Walk into the Gott Efni shop tucked into a tiny stone building on Main Street, and you just might expect to see fairies.
There’s a magical air about the 200-square-foot gift, flower and wedding store that Anna Kim opened just over a year ago.
Branches of Japanese bridal spirea dangle from a netting-covered ceiling next to a miniature chandelier. The walls are papered with sheet music. Cinder block bookshelves hold hard-bound editions of such beloved novels as Anna Sewell’s “Black Beauty,” Jane Austen’s “Pride and Prejudice” and Lewis Carroll’s ”Alice in Wonderland.”
There are an antique fan, a kaleidoscope and a 1940s-era radio. The lid of a phonograph player is propped open, and Louis Armstrong growls soulfully in the background.
But mostly, there are plants: exquisite strings of pearls, the mysterious Tillandsia that seem to thrive on air, a hanging spider pant surrounded by a jubilant circle of miniature offspring. A small prayer plant nestles inside a moss ball placed on a piece of driftwood.
For more than two decades, she worked as a freelance wedding designer, handling flower arrangements and décor. But always, she yearned to open her own business. Kim got her chance early in 2020 when the Crystal Underground jewelry shop relocated to a larger space down the street.
A friend suggested the store’s name; Kim said “gott efni” is an Icelandic phrase meaning “good stuff.”
”People crave greenery,” Kim said. ”Plants make good air, and the color green is relaxing. Plants are kind of like pets.”
The shop’s door is open to the street, attracting customers who glimpse something intriguing, step inside and stop to gape.
“Wow,” said Alison McMullen, 33, of Baltimore. “I never knew this place was here. It’s so pretty and peaceful. I love plants and you have a really unique selection. It’s not like walking into Walmart.”

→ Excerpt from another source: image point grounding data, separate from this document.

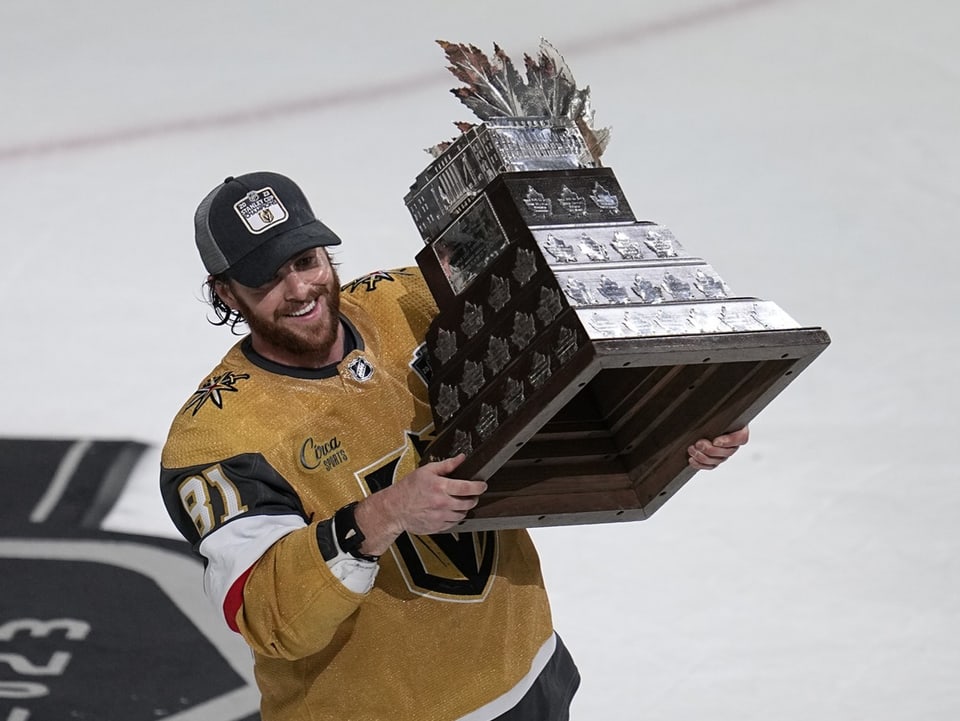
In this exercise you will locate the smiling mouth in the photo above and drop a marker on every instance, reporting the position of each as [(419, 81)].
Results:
[(303, 311)]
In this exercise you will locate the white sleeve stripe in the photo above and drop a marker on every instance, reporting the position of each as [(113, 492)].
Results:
[(512, 697), (233, 548)]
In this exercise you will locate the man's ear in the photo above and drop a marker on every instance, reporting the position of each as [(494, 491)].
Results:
[(222, 288)]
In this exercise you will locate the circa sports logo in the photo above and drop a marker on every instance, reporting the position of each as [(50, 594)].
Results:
[(328, 454), (213, 389)]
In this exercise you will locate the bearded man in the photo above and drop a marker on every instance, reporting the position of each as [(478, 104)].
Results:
[(294, 470)]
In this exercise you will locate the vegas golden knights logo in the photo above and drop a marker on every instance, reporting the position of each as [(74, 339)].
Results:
[(447, 566)]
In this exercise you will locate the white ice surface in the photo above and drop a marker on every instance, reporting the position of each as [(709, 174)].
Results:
[(808, 149)]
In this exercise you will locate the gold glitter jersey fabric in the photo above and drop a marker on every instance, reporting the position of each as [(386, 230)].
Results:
[(259, 455)]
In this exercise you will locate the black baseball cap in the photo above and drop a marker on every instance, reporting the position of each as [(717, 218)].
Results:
[(250, 225)]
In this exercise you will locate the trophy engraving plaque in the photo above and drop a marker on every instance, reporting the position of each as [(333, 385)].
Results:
[(578, 350)]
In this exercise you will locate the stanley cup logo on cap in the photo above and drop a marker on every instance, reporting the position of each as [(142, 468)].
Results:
[(260, 210)]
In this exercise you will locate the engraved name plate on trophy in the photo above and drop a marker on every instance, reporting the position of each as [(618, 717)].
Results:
[(577, 351)]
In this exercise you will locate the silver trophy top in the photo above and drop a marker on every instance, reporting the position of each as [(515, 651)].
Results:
[(495, 90)]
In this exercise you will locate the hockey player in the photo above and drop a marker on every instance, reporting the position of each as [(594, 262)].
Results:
[(293, 470)]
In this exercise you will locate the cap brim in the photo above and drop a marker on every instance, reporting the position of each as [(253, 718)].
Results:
[(261, 264)]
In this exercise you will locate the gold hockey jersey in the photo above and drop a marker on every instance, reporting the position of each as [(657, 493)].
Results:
[(261, 453)]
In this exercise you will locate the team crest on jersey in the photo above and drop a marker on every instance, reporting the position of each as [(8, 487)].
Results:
[(456, 567), (213, 389), (370, 281), (360, 369), (260, 210)]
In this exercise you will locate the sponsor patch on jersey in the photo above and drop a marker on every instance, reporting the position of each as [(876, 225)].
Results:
[(260, 210), (213, 389), (360, 369), (326, 454)]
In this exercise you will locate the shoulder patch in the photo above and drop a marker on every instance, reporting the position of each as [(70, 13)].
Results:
[(213, 389)]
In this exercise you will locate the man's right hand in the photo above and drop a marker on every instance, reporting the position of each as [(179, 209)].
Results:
[(424, 501)]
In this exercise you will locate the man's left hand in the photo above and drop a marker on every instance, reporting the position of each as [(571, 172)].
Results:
[(707, 454)]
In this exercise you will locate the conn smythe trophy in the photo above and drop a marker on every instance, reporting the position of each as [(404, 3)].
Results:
[(578, 351)]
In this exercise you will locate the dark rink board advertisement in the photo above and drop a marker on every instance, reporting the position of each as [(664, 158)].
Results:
[(96, 624)]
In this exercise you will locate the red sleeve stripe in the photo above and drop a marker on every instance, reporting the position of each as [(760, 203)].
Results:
[(234, 600)]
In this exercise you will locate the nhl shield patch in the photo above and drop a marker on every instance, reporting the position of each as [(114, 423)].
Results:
[(260, 210), (360, 369)]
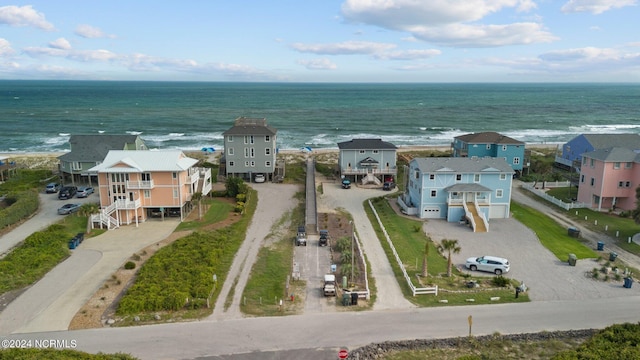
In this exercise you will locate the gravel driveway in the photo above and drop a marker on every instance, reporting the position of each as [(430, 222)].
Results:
[(546, 277)]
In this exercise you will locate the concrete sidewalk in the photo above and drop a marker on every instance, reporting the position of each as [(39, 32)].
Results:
[(52, 302)]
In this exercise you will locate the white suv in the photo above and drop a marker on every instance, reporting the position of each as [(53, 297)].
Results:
[(492, 264)]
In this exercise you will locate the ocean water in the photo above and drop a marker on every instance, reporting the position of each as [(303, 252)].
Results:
[(39, 116)]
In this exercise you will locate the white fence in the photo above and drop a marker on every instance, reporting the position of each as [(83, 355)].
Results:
[(415, 290), (551, 199)]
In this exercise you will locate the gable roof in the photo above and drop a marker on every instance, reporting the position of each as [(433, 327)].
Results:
[(614, 154), (603, 141), (489, 137), (366, 144), (129, 161), (463, 165), (94, 148), (250, 126)]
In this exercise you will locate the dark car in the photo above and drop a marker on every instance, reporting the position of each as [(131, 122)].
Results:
[(67, 192), (84, 191), (388, 185), (52, 188)]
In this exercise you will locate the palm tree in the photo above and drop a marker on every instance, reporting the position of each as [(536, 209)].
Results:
[(87, 210), (424, 259), (450, 246)]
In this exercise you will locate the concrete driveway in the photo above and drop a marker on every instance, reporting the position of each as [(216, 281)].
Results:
[(546, 277)]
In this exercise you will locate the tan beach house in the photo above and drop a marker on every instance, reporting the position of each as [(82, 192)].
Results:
[(135, 186)]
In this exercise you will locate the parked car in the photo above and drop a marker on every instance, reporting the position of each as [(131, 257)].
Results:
[(67, 192), (324, 238), (68, 209), (496, 265), (84, 191), (388, 185), (52, 188)]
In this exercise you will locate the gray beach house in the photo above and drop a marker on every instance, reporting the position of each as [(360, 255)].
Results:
[(88, 151), (249, 149)]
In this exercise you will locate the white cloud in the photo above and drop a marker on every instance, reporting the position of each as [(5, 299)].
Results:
[(90, 32), (449, 23), (5, 48), (462, 35), (595, 6), (24, 16), (60, 43), (318, 64), (343, 48), (409, 54)]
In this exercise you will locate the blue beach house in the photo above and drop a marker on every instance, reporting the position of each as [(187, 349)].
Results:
[(469, 190), (570, 157), (491, 144)]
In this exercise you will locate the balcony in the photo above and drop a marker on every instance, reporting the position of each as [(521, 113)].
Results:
[(140, 185)]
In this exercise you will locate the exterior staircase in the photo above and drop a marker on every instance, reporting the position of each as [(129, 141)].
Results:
[(477, 219)]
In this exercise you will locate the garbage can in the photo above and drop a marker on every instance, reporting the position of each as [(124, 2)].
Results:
[(573, 232)]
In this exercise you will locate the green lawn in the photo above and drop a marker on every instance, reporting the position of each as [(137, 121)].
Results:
[(552, 235)]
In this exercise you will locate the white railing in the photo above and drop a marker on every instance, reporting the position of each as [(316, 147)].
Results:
[(138, 185), (414, 290), (553, 200)]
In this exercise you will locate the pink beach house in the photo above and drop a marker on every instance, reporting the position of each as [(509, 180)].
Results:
[(135, 186), (609, 178)]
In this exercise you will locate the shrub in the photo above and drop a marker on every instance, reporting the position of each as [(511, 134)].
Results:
[(500, 281)]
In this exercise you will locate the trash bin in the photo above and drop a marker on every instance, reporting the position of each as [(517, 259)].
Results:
[(346, 299), (573, 232)]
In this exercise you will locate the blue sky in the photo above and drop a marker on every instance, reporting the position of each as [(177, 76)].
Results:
[(322, 40)]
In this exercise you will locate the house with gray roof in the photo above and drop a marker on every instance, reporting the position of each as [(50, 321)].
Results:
[(491, 144), (570, 155), (88, 151), (249, 149), (469, 190), (367, 160), (609, 178)]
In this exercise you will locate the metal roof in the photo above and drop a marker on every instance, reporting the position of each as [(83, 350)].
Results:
[(463, 165), (131, 161), (366, 144)]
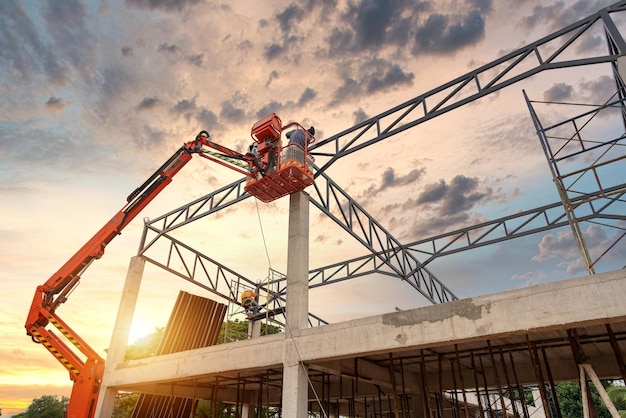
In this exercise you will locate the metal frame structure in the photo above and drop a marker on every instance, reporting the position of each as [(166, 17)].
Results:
[(403, 382), (387, 255)]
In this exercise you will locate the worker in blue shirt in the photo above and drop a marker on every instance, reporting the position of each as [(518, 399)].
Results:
[(301, 137)]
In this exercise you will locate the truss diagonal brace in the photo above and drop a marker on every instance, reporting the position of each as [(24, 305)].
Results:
[(347, 213)]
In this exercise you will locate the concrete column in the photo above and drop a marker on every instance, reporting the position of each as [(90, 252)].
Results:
[(295, 382), (121, 330), (297, 307)]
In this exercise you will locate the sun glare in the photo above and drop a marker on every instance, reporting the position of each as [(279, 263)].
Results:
[(139, 329)]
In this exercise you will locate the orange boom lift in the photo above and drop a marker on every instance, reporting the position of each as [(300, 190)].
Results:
[(275, 172)]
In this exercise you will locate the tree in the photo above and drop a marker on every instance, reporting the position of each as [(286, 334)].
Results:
[(47, 406), (570, 400), (147, 346)]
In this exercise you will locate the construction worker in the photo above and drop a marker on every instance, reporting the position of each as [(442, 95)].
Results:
[(301, 137), (248, 300)]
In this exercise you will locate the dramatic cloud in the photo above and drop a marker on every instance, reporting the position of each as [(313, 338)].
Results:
[(562, 247), (369, 78), (440, 34), (459, 196), (148, 103), (55, 104), (164, 5), (559, 92), (561, 13)]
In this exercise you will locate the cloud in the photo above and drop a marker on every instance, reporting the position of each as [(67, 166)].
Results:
[(559, 92), (440, 34), (562, 247), (147, 103), (598, 91), (460, 195), (560, 14), (55, 104), (389, 179), (163, 5), (23, 50), (185, 108), (370, 77)]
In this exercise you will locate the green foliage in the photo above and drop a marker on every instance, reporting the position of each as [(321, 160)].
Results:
[(124, 405), (617, 393), (570, 400), (47, 406), (147, 346), (144, 347)]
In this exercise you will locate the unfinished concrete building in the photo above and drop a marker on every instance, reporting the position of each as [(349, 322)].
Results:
[(472, 357)]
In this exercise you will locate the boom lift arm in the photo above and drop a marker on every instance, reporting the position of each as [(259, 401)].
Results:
[(87, 374), (272, 172)]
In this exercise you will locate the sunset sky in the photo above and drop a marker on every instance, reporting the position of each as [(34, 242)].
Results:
[(95, 95)]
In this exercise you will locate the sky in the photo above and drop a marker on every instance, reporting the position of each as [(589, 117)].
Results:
[(95, 95)]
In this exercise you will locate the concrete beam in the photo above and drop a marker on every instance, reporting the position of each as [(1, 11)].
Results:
[(586, 301)]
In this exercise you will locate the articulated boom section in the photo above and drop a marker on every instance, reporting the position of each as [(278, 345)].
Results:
[(273, 172), (285, 170)]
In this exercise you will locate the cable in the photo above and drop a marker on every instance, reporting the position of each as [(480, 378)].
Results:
[(267, 254), (300, 362)]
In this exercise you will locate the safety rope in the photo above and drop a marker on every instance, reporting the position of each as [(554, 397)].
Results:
[(226, 158), (300, 362)]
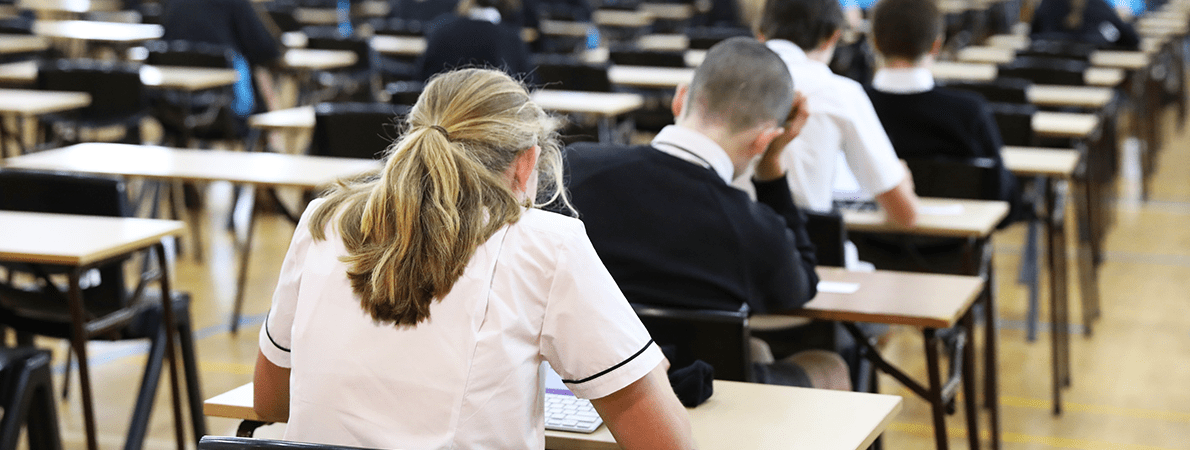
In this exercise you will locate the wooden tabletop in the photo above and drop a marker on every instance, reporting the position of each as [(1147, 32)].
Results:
[(76, 239), (937, 217), (102, 31), (160, 162), (402, 45), (75, 6), (318, 60), (1064, 125), (650, 76), (35, 102), (22, 43), (738, 416), (894, 298), (1027, 161), (154, 76)]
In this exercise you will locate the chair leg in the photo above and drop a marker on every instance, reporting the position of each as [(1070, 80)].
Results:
[(143, 410)]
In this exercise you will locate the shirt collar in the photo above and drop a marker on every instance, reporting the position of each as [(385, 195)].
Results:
[(696, 148), (903, 81)]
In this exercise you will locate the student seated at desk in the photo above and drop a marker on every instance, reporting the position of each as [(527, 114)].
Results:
[(476, 37), (415, 305), (805, 33), (672, 230), (1091, 22)]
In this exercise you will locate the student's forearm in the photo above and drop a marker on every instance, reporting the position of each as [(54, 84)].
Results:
[(646, 414)]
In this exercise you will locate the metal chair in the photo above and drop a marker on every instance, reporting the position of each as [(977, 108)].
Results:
[(114, 311)]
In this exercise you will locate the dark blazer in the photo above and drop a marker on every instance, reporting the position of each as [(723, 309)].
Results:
[(1101, 25), (674, 233)]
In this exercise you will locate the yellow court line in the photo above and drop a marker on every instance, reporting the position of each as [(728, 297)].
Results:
[(1022, 438)]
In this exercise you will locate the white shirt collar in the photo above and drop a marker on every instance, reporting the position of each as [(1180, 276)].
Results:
[(903, 81), (696, 148), (486, 14)]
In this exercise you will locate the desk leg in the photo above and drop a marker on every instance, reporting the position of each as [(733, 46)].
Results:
[(79, 342), (244, 250)]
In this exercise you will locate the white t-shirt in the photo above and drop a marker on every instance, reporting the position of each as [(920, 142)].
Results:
[(467, 377), (841, 119)]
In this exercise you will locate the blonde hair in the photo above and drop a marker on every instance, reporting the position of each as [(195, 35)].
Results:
[(411, 230)]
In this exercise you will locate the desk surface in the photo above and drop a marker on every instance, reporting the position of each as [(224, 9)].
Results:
[(160, 162), (76, 239), (318, 60), (895, 298), (937, 217), (649, 76), (104, 31), (738, 416), (33, 102), (1027, 161), (22, 43)]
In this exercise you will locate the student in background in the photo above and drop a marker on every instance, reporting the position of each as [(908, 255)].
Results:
[(924, 120), (415, 305), (1091, 22), (672, 230), (805, 33), (476, 37)]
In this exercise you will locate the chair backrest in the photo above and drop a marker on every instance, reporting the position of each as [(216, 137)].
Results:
[(567, 72), (972, 179), (716, 337), (188, 52), (116, 89), (633, 56), (1046, 70), (828, 235), (705, 37), (237, 443), (1015, 123), (71, 193), (355, 130), (1004, 91)]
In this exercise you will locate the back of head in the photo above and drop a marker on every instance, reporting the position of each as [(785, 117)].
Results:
[(806, 23), (411, 231), (906, 29), (741, 83)]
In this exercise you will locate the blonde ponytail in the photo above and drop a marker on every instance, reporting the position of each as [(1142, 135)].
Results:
[(411, 231)]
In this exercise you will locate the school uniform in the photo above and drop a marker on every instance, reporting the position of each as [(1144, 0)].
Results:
[(468, 376)]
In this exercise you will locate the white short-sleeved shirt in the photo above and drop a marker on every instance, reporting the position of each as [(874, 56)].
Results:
[(841, 119), (467, 377)]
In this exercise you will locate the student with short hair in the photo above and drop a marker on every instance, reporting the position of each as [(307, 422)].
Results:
[(672, 230), (805, 33), (415, 304), (924, 120)]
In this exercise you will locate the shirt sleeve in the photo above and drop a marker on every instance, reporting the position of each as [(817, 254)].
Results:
[(590, 336), (868, 149), (276, 333)]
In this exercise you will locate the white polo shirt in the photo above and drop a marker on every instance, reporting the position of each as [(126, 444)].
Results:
[(841, 119), (468, 376)]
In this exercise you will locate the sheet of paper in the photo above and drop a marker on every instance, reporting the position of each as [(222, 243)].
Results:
[(943, 210), (837, 287)]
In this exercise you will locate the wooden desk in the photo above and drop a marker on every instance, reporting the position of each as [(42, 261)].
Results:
[(22, 44), (665, 77), (24, 104), (254, 169), (975, 220), (738, 416), (924, 300), (83, 242)]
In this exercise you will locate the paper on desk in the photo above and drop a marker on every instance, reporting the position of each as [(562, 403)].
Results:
[(943, 210), (838, 287)]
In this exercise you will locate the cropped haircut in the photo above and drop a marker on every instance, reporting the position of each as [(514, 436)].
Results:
[(741, 83), (411, 230), (906, 29), (806, 23)]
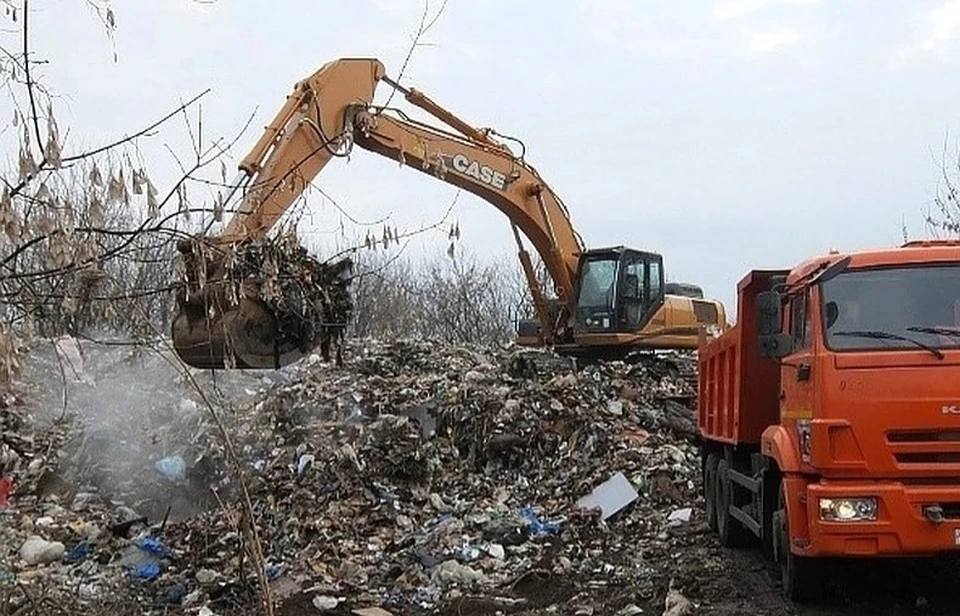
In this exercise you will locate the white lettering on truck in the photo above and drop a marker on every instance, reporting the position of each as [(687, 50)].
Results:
[(481, 173)]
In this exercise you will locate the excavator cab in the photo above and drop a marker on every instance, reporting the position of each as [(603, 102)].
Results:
[(619, 289)]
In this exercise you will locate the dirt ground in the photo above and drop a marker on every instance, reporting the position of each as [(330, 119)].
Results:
[(725, 582)]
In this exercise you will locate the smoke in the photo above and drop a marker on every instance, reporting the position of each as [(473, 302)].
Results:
[(131, 416)]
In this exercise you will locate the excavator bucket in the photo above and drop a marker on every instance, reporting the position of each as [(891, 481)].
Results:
[(257, 306)]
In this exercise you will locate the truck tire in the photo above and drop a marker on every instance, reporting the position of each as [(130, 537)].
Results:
[(710, 489), (801, 578), (730, 530)]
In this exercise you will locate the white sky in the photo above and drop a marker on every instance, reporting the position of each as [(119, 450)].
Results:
[(726, 135)]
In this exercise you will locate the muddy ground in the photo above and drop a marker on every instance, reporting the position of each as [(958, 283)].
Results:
[(624, 567)]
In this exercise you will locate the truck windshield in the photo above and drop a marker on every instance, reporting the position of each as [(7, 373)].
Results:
[(901, 307)]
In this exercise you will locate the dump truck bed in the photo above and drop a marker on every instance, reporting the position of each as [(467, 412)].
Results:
[(738, 388)]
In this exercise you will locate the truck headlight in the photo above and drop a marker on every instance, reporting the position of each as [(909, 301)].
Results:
[(848, 509)]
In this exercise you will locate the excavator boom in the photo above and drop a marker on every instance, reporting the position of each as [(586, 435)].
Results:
[(325, 117)]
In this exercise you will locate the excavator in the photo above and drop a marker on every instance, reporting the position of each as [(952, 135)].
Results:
[(607, 302)]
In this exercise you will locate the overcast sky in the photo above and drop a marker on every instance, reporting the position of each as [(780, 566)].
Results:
[(726, 135)]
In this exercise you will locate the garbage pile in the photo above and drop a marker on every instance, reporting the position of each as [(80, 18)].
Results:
[(413, 479)]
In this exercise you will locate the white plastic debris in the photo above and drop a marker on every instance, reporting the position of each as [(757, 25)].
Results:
[(38, 551), (325, 603), (680, 516), (172, 468), (610, 496)]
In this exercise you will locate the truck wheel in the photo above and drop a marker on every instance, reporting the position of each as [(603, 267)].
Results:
[(710, 490), (731, 532), (801, 577)]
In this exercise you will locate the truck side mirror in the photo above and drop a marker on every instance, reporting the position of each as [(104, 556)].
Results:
[(769, 305), (776, 345)]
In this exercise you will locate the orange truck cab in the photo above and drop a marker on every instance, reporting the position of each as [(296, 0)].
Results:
[(830, 412)]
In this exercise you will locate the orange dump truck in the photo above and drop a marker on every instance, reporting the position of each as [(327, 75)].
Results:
[(830, 412)]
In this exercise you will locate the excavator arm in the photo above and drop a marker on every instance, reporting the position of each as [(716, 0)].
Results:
[(324, 117)]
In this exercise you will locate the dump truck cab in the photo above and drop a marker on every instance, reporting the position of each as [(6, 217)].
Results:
[(834, 407)]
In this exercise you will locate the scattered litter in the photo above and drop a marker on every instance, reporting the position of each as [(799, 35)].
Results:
[(174, 468), (38, 551), (611, 496), (680, 516)]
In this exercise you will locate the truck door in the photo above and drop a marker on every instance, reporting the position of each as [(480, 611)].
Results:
[(796, 378)]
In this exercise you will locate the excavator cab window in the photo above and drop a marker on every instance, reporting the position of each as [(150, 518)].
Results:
[(618, 290)]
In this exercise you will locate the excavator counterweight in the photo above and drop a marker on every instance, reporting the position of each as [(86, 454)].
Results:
[(232, 314)]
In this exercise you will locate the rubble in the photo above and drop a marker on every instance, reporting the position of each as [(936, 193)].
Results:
[(414, 478)]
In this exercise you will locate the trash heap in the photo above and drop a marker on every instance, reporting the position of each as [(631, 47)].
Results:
[(415, 478)]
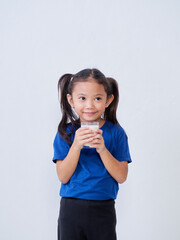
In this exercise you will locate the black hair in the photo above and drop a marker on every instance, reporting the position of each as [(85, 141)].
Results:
[(66, 85)]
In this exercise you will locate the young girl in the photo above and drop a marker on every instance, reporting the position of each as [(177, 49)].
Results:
[(89, 176)]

Kim has big plans for her tiny shop; a close friend hopes to open a restaurant on Main Street based on the wildly popular Plant Cafe vegan eatery in Seoul, South Korea. Kim would supply the restaurant with greenery, which, like the food, would be for sale.
Marghi Barnes, who owns the Divine Planet studio next door, thinks that Kim is as much of a draw as her merchandise.
“Only two people can fit inside her store at a time,” Barnes said, “but Anna has a very warm and welcoming spirit. On some days, there’s a line out front, and she doesn’t even serve lunch.”